The Company’s operations are all carried out in the PRC. Accordingly, the Company’s business, financial condition, and results of operations may be influenced by the political, economic and legal environments in the PRC, and by the general state of the PRC’s economy.

The Company’s operations in the PRC are subject to specific considerations and significant risks not typically associated with companies in the North America and Western Europe. These include risks associated with, among others, the political, economic and legal environments and foreign currency exchange. The Company’s results may be adversely affected by changes in governmental policies with respect to laws and regulations, anti-inflationary measures, currency conversion and remittance abroad, and rates and methods of taxation, among other things.

10. Related Party Transaction

Transactions with Shenzhen Hong Di Industry Co., Ltd (“Hong Di”)

Ms. Sumin Su, the majority shareholder and the director of the Company, was the director of Hong Di before her resignation from Hong Di being effective on June 19, 2013.

For the years ended December 31, 2012 and 2011, we recorded sales to Hong Di of $346,251 and $237,964 respectively.

As of December 31, 2012 and 2011, we had balances of advance paid to Hong Di totaling $58,356 and $738,807 respectively. This advance is unsecured, non-interest bearing and is payable on demand.

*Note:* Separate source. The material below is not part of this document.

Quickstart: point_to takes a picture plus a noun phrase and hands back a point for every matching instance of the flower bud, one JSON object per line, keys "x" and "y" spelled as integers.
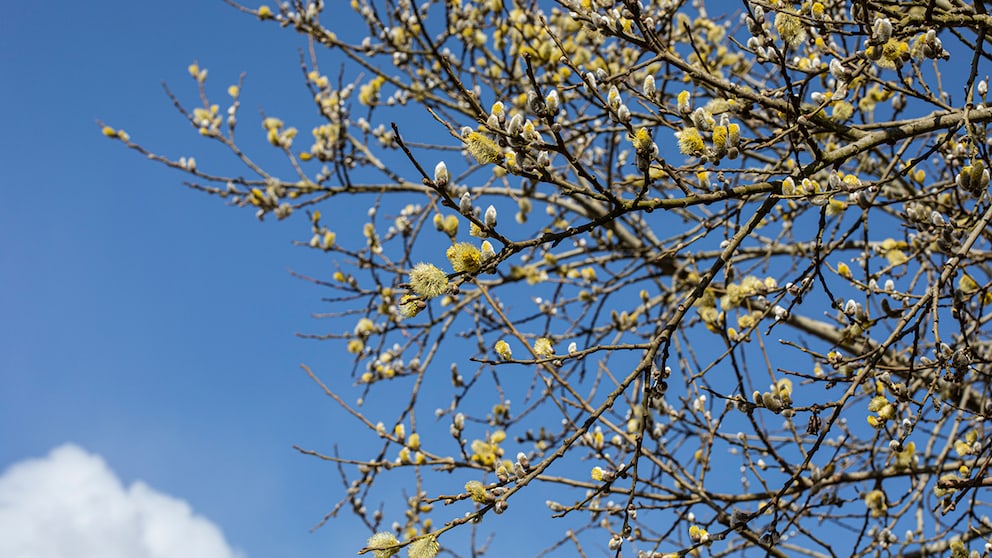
{"x": 441, "y": 175}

Advances to shareholder – At December 31, 2012 and 2011, the Company had advances to the Company’s majority shareholder and the director, Ms. Sumin Su, in the amounts of $1,952 and $22,350 respectively. This advance to this shareholder are unsecured, non-interest bearing and without fixed terms of repayment.

F-17



NOTES TO FINANCIAL STATEMENTS
SHENZHEN JIFU COMMUNICATION TECHNOLOGY CO., LTD
FOR THE YEARS ENDED DECEMBER 31, 2012 AND 2011

11. Subsequent Events

The Company has evaluated all other subsequent events through July 5, 2013, the date these financial statements were issued, and determined that there were no other subsequent events or transactions that require recognition or disclosures in the financial statements except the following:

Service and equipment agreement

In January, 2013, the Company entered into an agreement with Shenzhen Hong Di Industry Co., Ltd (“Hong Di”), a company incorporated in the PRC. The Company will provide the software and computer equipment with technical support services to Hong Di. The total consideration of this agreement is amounting to US$4,306,740 (equivalent to RMB27,169,500). The term of this agreement is 3 years. Ms. Sumin Su was the common director of both companies, before her resignation from the director of Hong Di being effective on June 19, 2013.